Au lieu de favoriser la médiocrité, il faut favoriser l’excellence. Que chaque élève soit poussé à aller au plus haut de ses capacités. Ne pas décréter « la réussite pour tous », comme l’ont fait nombre de gouvernements, mais la réussite de chacun au niveau de ses capacités — parce que la réussite ne se décrète pas. Il faut trier, mettre en compétition, tester sans relâche, confronter sans cesse, créer un sain climat de rivalité. Et mettre sur la touche les enseignants qui préfèrent pantoufler confortablement en ânonnant sans cesse les mêmes cours.

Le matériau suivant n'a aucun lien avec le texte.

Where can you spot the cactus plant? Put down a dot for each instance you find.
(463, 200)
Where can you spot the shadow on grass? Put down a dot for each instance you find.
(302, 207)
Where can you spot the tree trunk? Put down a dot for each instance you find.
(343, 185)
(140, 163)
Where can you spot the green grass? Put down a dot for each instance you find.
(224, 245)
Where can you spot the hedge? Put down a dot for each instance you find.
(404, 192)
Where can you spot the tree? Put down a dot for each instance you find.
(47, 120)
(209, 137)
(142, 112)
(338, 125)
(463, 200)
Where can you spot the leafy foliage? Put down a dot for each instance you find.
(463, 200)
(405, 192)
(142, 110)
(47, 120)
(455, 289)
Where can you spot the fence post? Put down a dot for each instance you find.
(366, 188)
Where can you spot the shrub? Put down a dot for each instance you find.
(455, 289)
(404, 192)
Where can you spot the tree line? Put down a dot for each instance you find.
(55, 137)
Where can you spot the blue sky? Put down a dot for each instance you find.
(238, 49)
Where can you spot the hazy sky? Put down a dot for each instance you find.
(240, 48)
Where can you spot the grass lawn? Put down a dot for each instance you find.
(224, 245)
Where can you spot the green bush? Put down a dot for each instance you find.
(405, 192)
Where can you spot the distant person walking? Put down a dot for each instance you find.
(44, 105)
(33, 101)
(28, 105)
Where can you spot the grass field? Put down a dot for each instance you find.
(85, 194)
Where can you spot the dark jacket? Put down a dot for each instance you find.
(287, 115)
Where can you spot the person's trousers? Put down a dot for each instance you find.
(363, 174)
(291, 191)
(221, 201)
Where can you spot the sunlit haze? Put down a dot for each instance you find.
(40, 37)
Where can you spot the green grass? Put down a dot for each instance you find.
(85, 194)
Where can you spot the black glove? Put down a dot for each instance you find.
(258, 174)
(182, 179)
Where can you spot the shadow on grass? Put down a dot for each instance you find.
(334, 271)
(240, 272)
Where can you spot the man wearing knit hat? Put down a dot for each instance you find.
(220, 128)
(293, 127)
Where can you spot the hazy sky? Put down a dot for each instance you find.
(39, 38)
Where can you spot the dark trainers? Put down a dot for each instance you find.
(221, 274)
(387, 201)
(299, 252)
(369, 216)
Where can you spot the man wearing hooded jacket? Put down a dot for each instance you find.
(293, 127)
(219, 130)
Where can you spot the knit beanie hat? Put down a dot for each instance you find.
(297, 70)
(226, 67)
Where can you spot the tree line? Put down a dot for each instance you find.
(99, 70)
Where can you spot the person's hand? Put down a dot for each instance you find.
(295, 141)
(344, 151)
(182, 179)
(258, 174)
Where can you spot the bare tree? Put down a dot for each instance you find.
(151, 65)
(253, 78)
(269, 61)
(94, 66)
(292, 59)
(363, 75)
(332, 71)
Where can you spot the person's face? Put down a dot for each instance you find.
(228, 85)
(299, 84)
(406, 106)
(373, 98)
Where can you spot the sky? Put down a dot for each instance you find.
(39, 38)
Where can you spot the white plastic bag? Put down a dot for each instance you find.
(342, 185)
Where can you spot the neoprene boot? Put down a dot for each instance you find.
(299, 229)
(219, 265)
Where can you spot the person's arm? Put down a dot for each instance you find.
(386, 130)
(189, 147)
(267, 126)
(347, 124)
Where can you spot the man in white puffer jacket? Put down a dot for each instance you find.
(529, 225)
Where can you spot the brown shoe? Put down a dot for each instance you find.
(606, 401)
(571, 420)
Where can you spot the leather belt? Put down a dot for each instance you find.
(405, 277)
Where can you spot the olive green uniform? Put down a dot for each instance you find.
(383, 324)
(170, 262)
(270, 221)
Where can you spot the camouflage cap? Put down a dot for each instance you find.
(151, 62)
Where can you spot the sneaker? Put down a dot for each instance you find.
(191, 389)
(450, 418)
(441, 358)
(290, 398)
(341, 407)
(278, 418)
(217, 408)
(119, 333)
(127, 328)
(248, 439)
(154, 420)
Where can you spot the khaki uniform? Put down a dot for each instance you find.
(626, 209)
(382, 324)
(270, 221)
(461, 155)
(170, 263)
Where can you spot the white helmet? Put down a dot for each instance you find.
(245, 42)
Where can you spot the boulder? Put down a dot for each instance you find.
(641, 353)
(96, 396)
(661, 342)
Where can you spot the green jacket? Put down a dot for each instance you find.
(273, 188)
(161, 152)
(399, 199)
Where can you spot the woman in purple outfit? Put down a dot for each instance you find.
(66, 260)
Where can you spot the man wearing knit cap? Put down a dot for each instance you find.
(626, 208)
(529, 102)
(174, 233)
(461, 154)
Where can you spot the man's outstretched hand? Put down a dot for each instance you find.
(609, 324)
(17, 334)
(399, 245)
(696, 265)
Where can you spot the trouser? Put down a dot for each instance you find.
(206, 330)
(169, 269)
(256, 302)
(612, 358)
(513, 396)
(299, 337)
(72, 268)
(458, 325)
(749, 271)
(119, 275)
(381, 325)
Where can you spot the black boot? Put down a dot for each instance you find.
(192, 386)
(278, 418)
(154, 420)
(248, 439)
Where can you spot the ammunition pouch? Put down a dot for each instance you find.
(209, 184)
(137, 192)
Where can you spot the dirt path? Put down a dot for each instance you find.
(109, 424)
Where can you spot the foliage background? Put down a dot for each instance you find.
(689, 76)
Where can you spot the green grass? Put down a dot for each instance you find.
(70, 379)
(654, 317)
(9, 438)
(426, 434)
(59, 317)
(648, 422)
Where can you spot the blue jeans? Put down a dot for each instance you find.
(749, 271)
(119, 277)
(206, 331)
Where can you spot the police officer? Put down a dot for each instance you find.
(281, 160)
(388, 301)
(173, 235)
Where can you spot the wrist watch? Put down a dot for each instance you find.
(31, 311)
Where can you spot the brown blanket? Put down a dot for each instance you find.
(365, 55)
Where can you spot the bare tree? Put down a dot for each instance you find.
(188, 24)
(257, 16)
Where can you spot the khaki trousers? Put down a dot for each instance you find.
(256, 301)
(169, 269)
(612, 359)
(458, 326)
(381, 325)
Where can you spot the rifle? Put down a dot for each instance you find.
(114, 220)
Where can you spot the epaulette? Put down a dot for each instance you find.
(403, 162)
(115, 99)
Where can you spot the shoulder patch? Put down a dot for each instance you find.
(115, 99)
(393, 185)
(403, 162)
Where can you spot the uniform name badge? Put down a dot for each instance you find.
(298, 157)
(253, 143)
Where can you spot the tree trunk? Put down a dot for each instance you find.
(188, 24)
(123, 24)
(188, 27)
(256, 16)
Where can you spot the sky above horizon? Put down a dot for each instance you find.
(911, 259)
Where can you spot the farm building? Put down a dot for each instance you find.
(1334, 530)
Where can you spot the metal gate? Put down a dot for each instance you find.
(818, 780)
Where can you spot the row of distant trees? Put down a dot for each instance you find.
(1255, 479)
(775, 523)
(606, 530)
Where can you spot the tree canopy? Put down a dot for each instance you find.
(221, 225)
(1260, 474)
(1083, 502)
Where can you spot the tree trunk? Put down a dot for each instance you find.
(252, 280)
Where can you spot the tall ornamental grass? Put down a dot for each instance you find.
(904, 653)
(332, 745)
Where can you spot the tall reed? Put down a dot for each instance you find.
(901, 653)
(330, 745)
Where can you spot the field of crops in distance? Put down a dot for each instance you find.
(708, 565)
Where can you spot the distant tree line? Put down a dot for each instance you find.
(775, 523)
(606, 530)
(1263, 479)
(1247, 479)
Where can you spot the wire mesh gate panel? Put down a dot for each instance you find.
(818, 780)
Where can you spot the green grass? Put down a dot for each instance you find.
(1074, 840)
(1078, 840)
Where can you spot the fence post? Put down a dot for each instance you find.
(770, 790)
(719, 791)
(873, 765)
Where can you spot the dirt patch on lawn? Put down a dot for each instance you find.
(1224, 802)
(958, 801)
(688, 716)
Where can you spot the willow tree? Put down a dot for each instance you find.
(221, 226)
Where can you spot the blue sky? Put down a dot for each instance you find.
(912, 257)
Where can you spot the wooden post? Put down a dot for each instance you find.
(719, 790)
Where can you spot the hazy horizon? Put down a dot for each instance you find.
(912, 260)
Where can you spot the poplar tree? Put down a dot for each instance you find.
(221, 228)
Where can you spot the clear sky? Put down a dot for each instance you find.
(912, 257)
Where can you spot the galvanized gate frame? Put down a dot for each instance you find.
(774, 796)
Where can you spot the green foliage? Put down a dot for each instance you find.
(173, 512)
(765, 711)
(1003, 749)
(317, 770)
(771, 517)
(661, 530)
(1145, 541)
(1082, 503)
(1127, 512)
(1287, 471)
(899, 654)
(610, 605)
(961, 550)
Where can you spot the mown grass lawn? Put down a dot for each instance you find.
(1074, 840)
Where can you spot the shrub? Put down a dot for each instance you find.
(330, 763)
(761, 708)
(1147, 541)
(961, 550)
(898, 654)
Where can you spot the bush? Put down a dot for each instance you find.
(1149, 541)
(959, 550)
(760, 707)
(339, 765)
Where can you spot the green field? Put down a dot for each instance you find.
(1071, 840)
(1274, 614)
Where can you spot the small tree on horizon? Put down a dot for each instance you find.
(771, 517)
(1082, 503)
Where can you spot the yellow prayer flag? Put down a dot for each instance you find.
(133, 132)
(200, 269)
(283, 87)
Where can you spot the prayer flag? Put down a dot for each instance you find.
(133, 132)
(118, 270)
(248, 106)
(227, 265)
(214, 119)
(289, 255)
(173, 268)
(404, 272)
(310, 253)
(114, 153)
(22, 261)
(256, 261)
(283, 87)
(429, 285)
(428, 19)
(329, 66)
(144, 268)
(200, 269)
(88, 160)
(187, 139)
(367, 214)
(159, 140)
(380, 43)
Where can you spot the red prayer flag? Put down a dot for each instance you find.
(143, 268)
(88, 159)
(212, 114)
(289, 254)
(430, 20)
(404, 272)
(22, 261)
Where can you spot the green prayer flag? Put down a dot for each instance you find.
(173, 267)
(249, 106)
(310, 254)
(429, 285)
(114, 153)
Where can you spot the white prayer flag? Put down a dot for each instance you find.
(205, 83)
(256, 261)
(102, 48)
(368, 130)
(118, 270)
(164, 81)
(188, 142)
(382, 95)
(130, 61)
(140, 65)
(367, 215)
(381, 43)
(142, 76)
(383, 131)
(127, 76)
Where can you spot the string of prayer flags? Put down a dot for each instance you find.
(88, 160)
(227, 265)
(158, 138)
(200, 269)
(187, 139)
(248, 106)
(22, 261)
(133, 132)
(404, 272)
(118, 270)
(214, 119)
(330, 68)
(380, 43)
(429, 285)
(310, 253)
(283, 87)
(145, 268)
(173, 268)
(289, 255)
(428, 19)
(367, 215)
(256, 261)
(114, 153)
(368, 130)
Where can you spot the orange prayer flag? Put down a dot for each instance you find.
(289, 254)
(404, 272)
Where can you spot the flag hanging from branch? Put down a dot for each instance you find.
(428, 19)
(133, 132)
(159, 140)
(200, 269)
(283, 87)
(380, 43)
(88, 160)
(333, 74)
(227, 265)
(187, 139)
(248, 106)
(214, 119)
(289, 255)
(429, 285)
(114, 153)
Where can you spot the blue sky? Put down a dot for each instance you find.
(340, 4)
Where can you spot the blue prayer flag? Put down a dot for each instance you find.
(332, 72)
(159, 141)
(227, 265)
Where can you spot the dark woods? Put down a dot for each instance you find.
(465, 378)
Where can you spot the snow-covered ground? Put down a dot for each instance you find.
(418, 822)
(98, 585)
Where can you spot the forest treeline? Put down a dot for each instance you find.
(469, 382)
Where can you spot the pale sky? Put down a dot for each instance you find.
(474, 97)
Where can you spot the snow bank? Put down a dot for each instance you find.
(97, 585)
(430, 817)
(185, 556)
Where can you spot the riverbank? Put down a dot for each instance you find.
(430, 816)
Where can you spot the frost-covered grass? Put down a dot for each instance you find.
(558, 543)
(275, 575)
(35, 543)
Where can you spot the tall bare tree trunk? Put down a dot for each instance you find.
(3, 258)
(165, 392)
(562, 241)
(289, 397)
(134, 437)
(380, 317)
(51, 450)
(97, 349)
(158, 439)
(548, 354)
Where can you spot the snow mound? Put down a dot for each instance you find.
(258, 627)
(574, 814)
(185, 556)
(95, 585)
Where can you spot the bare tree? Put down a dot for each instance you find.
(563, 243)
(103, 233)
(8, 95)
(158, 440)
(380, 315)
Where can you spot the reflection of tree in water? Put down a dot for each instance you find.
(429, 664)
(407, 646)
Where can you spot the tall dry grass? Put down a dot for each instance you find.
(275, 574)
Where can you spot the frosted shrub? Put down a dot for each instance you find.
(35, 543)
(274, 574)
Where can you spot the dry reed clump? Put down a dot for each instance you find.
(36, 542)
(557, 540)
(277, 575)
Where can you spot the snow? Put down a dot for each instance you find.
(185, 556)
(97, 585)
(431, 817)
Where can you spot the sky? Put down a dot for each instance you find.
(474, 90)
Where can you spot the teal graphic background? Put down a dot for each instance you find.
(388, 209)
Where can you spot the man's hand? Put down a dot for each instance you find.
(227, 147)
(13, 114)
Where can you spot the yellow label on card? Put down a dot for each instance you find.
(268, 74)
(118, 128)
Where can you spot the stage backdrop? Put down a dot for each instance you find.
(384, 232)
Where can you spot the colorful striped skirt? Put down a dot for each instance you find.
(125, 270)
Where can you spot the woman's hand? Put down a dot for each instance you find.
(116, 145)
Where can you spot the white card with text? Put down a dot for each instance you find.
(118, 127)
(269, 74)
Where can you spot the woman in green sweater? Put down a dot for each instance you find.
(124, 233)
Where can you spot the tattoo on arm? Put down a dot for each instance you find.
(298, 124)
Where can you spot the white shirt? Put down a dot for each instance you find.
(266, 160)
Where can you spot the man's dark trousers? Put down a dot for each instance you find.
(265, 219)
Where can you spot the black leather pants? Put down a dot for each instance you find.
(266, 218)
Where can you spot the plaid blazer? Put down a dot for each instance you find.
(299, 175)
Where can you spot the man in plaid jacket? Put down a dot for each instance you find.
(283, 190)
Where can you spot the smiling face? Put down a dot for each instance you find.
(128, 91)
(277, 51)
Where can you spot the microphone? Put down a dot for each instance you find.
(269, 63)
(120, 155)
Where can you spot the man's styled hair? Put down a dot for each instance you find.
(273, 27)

L’un des moyens serait une régionalisation des moyens et de la gestion — y compris du recrutement. C’est au niveau local qu’on connaît le mieux les besoins. C’est au niveau local qu’il faut susciter un grand mouvement d’insurrection vers l’excellenc
Charles Reviens : La dépense public française en matière d’éducation n’est pas spectaculairement plus élevée que celle des autres pays européens et il faut chaque fois rappeler que la cause fondamentale de l’écart massif de dépenses publiques entre la France et ses pairs européens ou de l’OCDE se localise quasiment exclusivement dans la dépense sociale.

La dépense demeure toutefois importante ce qui n’empêche pas les rémunérations des enseignants d’être faibles, notamment au regard de l’Europe du Nord. Le wagon des mal payés inclut les Français, les Britanniques, les Italiens et les Portugais.